Over the course of the Expedition, two new child-friendly social robot platforms were designed and developed to be suitable for young children. The social robots were designed with rich multi-modal expressivity to convey a wide range social and emotional cues. They also had a friendly appearance and plush exterior. Based on interviews and rating scales, the robot designs were very appealing and engaging for young children. New computational models to support the dynamics of social interaction between social robots and with young children were developed to address key issues of sustaining engagement, building trust, and maintaining a collaborative alliance to work toward learning goals. A key challenge was to develop and train computational models to enable a social robot to convey attentiveness, engagement, and understanding through generating dynamically contingent and appropriate non-verbal backchannel feedback cues in response to children’s non-verbal cues as they told stories to the robot.  We trained our model using a novel multi-modal dataset we collected of children telling stories to each other, and we have made this dataset available to support the research community. We validated that this model successfully captured key social dynamics so that the robot could support children’s storytelling behavior as and engaged and active listener.

 

We conducted four long-term deployments of our social robot systems in public schools lasting 2-3 months each. These deployments were used to evaluate the performance of our personalization algorithms, as well as to assess the impact and efficacy on children’s engagement and learning outcomes.
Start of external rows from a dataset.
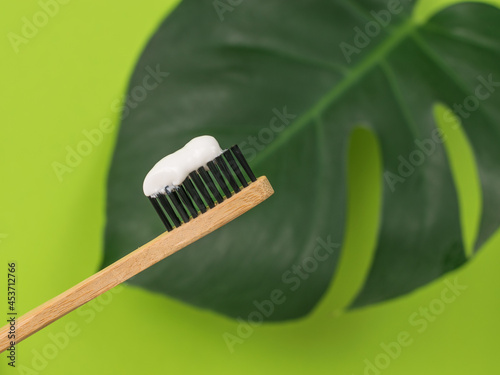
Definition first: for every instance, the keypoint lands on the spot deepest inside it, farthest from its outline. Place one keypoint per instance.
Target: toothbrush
(194, 191)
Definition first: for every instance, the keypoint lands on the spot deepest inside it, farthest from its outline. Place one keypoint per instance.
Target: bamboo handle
(137, 261)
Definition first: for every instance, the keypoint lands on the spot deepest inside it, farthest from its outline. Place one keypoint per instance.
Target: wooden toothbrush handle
(137, 261)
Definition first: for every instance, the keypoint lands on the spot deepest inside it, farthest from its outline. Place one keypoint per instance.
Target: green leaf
(278, 78)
Randomized controlled trials were conducted comparing the impact of a personalized social robot “learning companion”, to one that followed a fixed curriculum, to classroom baseline with no robot intervention. Key engagement measures examined children’s sustained positive valence over repeated encounters, responses to the robot’s prompts, and child-robot relationship measures. Key learning outcomes focused on vocabulary acquisition and oral language syntax gains measured pre/post.

 

We applied reinforcement learning methods to learn a personalized intervention policy of robot actions for each child based on the child-learner’s state. The robot’s actions included expressive behaviors intended to motivate and encourage each child, pedagogical actions intended to explain or ask a question to encourage children to reflect on the educational game/activity, as well as to adjust the level the difficulty of the game/activity to appropriately challenge each student. Detailed analysis of the data showed that the personalized learning companion system resulted in stronger engagement, vocabulary acquisition, and oral language improvement over the non-personalized system, and that both social robot interventions led to improved learning gains over baseline.  

 

The broader impacts of this Expedition were manifest in three areas. The first is the successful proof-of-concept application of socially assistive robots to key elements of early childhood learning and Kindergarten readiness. The potential for effective, affordable, scalable, and personalized intervention in early childhood education is an area of significant societal interest. Second, the Expedition supported key outreach activities including the development of a novel social robot toolkit to support young children’s STEM education. This included hands-on workshops in classrooms and afterschool programs, guided by a mentor, whereby children could partake in a set of structured activities to build simple smartphone-enabled social robots, program them with a developmentally appropriate programming environment, and train their robot creations to interact with them. Through these guided activities, children were introduced to key concepts in AI and robotics. Finally, this Expedition provided significant opportunities for comprehensive training of graduate and undergraduate students in all aspects of this research program resulting in numerous peer-reviewed publications.